For a f’rinstance, while McDonnell only introduced his moneyed vitamin powder friend to people who could help him, Menendez actually went to meetings and talked to heads of agencies on Melgen’s behalf. The challenge for the prosecution, according to former federal fraud prosecutor Randall Eliason, who spoke to CNN, is
whether prosecutors can prove Menendez had a “corrupt intent” — an aspect of the trial made more challenging given that Melgen has not agreed to testify against the senator.
“This is a traditional bribery case and it all comes down to proving corrupt intent,” Eliason told CNN in an interview. “The easiest way to prove a quid pro quo is to get the other side to testify — prosecutors don’t have that here.”
There are also some fun political sideshows to the Menendez trial, too, like whether Menendez, if he’s found not guilty, can still win reelection in 2018 after all that bribery talk. But if Menendez is found guilty and has to leave the Senate, there’ll be all sorts of drama over when he’d leave office, whether it’s by resigning or being voted out by the Senate, and especially over who would get to appoint a replacement to serve out the remainder of his term. Chris Christie is grudgingly still pretending he’s New Jersey’s governor until January 2018, and he’d sure like to appoint a Republican, but the odds are good that a Democrat will be elected in November to replace Christie — so would a convicted Menendez try to cling to his seat until a Democrat gets sworn in come January?

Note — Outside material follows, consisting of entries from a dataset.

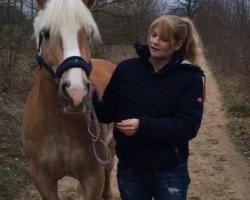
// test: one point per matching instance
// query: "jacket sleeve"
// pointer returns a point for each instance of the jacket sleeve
(106, 108)
(184, 125)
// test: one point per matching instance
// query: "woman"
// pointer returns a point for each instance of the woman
(156, 101)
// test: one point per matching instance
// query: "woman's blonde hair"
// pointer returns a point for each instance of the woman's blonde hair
(179, 28)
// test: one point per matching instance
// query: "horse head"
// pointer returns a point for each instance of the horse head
(64, 32)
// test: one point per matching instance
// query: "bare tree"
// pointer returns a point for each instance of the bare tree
(186, 7)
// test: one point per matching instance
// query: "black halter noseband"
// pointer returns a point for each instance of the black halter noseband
(71, 62)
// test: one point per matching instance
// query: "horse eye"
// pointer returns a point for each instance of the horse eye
(46, 35)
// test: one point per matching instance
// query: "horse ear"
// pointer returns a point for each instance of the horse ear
(89, 3)
(41, 3)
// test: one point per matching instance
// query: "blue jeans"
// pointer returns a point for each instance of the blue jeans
(171, 184)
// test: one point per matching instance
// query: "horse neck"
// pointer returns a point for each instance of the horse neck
(48, 89)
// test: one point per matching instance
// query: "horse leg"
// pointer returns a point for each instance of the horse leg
(44, 184)
(107, 192)
(91, 185)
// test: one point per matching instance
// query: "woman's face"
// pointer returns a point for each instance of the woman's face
(162, 46)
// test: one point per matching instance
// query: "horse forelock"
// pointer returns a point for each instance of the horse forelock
(71, 15)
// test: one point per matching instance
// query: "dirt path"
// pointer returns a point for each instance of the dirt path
(217, 170)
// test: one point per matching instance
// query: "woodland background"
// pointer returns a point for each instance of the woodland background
(224, 27)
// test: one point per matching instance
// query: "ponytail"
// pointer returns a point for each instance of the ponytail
(194, 47)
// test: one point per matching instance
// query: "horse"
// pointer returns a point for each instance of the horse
(58, 139)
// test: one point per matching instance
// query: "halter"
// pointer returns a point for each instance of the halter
(71, 62)
(90, 115)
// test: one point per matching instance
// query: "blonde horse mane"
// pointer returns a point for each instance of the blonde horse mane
(58, 14)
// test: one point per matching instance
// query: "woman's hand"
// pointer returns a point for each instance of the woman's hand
(128, 126)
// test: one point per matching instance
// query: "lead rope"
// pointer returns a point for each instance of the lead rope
(90, 112)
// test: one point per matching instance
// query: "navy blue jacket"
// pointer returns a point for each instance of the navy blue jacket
(169, 105)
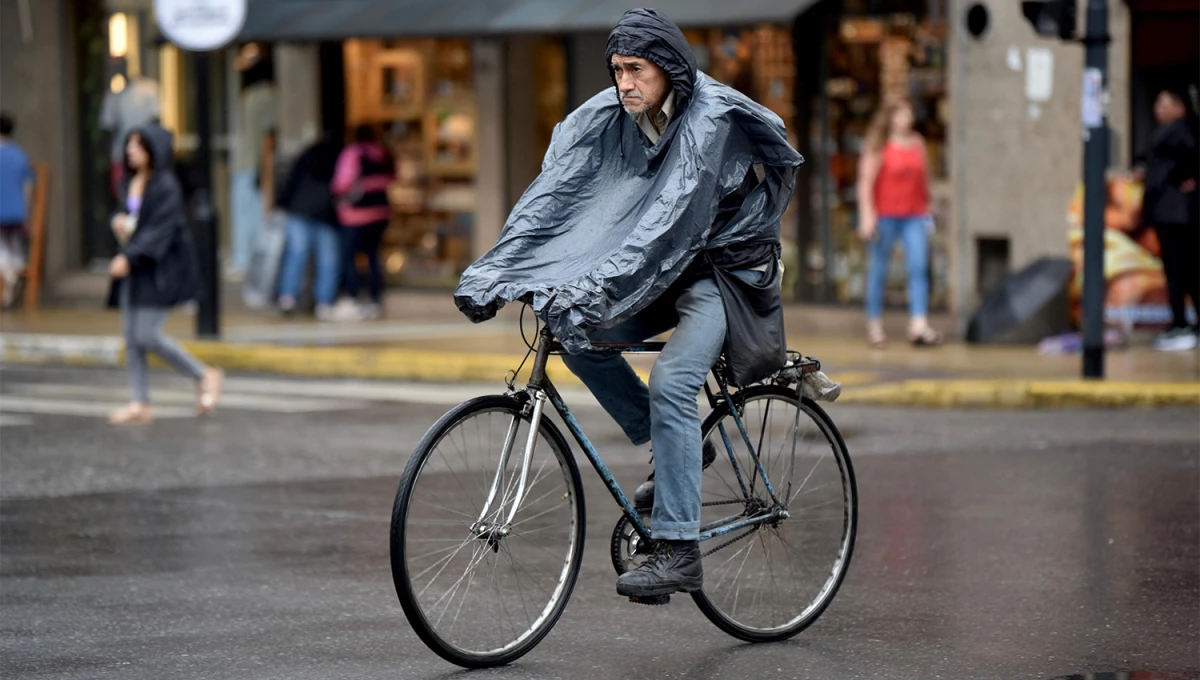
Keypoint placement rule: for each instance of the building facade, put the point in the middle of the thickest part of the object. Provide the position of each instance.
(468, 107)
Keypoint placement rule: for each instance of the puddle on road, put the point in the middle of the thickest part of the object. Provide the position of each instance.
(1134, 675)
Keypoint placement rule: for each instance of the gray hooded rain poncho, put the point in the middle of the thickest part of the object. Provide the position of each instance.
(612, 221)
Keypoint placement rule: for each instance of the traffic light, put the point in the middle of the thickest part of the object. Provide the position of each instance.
(1051, 17)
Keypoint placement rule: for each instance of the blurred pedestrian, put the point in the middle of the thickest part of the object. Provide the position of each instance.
(256, 121)
(312, 228)
(1171, 205)
(155, 270)
(16, 191)
(893, 202)
(365, 168)
(123, 112)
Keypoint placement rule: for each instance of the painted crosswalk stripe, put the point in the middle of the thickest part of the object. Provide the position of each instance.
(231, 399)
(40, 405)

Be prepared for some drama. We already like the judge in the case, William H. Walls, whom the New York Times says admonished jurors during the selection process, “This is a serious case […] It’s not a junky jeopardy matter that you see on TV in these supposed judge cases. This is real stuff.” Walls also got snippy with a defense attorney today as opening arguments were delayed, criticizing the defense
for filing a motion on what to include in jury instructions at the end of the trial.
When attorney Abbe Lowell [yes, Jared Kushner lawyer Abbe Lowell, isn’t that a fine coinkydink?] pointed out that the motion was filed according to the judge’s order from last December, Walls replied, “Fine. Bill me.”